アメリカだけでなく日本も大注目していたスペースシャトル・ディスカバリー。
約2週間のミッションを終え、8月9日午後9時11分(米国東部夏時間8月9日午前8時11分)、カリフォルニア州エドワーズ空軍基地に帰還しました。
着陸の際の映像を見ると、朝8時とは思えないくらい真っ暗だったんですが、あれは東部の時刻であって、カリフォルニアは4時間早い午前4時台だったんですね~。

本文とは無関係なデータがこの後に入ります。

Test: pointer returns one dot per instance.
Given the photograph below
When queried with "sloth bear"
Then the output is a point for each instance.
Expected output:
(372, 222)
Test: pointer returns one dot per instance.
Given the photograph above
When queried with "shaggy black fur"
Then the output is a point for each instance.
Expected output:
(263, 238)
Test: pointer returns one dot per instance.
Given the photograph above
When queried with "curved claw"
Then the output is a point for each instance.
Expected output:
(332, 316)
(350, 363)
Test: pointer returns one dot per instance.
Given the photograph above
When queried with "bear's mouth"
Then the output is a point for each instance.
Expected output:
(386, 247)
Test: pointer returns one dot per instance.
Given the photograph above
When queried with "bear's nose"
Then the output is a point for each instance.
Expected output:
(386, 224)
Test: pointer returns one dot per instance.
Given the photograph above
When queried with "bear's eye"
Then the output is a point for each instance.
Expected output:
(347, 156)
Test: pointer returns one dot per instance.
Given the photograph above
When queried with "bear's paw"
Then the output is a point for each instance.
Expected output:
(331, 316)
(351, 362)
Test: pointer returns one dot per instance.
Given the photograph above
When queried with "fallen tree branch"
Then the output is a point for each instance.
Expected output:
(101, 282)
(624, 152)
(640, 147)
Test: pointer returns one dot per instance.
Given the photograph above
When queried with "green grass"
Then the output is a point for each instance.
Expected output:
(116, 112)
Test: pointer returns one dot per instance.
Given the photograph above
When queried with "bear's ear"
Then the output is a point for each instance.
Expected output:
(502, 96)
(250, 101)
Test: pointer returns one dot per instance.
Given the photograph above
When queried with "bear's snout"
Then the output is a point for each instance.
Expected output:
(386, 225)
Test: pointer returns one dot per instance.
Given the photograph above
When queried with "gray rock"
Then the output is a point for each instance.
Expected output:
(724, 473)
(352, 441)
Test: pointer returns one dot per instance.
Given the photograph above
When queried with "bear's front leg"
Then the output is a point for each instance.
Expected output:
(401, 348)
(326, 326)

さて、諸事情により西海岸に着陸したディスカバリーは、当然フロリダに帰らなきゃいけないわけですが、そこで私の大好きなあの映像の登場です(笑)。
日本時間で20日未明にカリフォルニアを出発、途中で給油を受けながら21日に自宅に着いたそうです、うへ~、実物見てみた~い!

ディスカバリーが米国横断 ジャンボの背中に乗って
--asahi.com--
ディスカバリー里帰り 専用輸送機でフロリダへ
--河北新報社--

ちょっと信じられないスケール感なので、NASAが開発した画像加工技術(普通にフォトショで良いのでは・・・)でも使ったんじゃないかと思ってしまいますが(笑)、そこはNASA様。
私のような素直じゃないヤツのために、証拠(笑)の動画を公開してます。

離陸したとこと飛んでるとこ
着陸したところ
リアルプレイヤーで見ることができるよ。

うまく見られない場合はNASAのVIDEO GALLERYからも見に行くことができますよ。

うーん、これ見てもまだ信じられません(笑)。
下の飛行機が「すっげ重いよコイツ~」とグチる声が聞こえますよ(聞こえない聞こえない)。
着陸して滑走路に入ったとこなんか、本当に重そうです、そしてディスカバリーくん、かなりおマヌケでキュートです(笑)。
離陸した方のビデオの最後の方、ミサイルでも落としたのかと思っちゃったんですが(おい)、護衛機がいたんですね。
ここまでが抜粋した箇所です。